06/01/1914 — Henry Ford dobra salário mínimo e desencadeia mudança na relação entre trabalho e consumo

24.05.2026 | Por: Gudyê KondZilla

Henry Ford provocou uma mudança significativa nas práticas empresariais ao dobrar o salário mínimo pago aos operários de suas fábricas, elevando-o de US$ 2,34 para US$ 5 por dia — valor aproximado a US$ 165 em termos atuais. A iniciativa, anunciada em 06/01/1914, foi descrita por um jornal da época como o começo de uma “nova era industrial” ao transformar lucros em ganho direto para trabalhadores.

O chamado “Five-Dollar Day” combinou publicidade e estratégia corporativa. A Ford anunciou ainda um plano de participação nos lucros que pretendia distribuir US$ 10 milhões entre 26.500 empregados. A ideia central era simples: melhorar a remuneração para reduzir problemas de absenteísmo e rotatividade e, ao mesmo tempo, aumentar o poder de consumo dos trabalhadores.

Motivações e implementação

O programa teve suporte de conselheiros da empresa, entre eles John R. Lee, adepto da gestão científica, que defendia que um trabalhador com segurança no lar e no emprego seria economicamente mais produtivo. Ford, notório opositor da organização sindical, via no aumento salarial um instrumento para atrair mão de obra estável e, simultaneamente, desencorajar tentativas de sindicalização.

Antes da medida, a fábrica da Ford em Highland Park apresentava níveis elevados de absenteísmo e rotatividade — problemas que comprometeriam a eficiência da produção em massa. A empresa também criou um “Departamento de Serviços” para fiscalizar o comportamento dos operários, iniciativa que gerou críticas, inclusive acusações de policiamento interno.

Reação do mercado e desdobramentos

A decisão gerou ceticismo e críticas de parte da imprensa financeira e de concorrentes, que consideraram a campanha como manobra para sufocar rivais; alguns chegaram a afirmar que os valores pagos por Ford não seriam sustentáveis por outras empresas. Ainda assim, a medida pressionou concorrentes a subir salários, mesmo que sem igualar o patamar de US$ 5 por dia.

O aumento de renda entre os trabalhadores associados à produção em massa contribuiu para expandir o consumo de bens duráveis e serviços ligados à nova economia de massa.
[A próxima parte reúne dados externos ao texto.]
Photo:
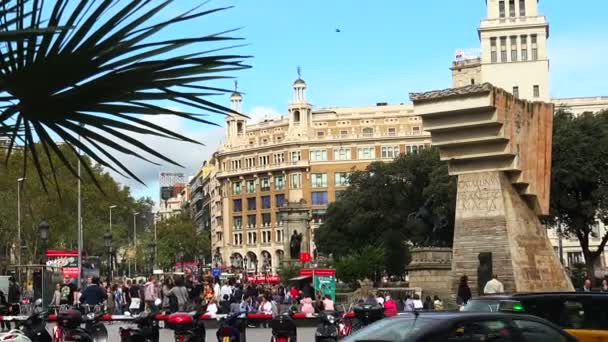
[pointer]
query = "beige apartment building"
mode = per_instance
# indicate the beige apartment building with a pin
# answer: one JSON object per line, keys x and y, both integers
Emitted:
{"x": 307, "y": 155}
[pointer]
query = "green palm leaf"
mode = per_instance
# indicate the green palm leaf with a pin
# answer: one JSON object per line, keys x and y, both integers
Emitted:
{"x": 89, "y": 72}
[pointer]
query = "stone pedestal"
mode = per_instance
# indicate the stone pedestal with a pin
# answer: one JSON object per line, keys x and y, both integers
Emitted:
{"x": 296, "y": 217}
{"x": 491, "y": 217}
{"x": 430, "y": 270}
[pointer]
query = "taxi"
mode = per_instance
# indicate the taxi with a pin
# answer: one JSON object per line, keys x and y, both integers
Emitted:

Produtos como eletrodomésticos e novos formatos de varejo ganharam mercado, e empresas de diversos setores passaram a adotar práticas de melhor remuneração e benefícios para manter a força de trabalho.

Imagem: Imagem Divulgação

Com o tempo, mudanças nos padrões globais de produção e emprego alteraram esse modelo. A integração de mercados externos, a busca por mão de obra mais barata e a transformação de setores para formas de trabalho menos estáveis reduziram a prevalência do modelo que valorizava o empregado como elemento central do processo produtivo. Surgiram, então, formas de emprego com salários mais baixos e menos benefícios, distanciando-se do padrão praticado originalmente por Ford.

O episódio do aumento salarial e do programa de participação nos lucros permanece como referência histórica sobre a relação entre remuneração do trabalho e expansão do consumo em larga escala.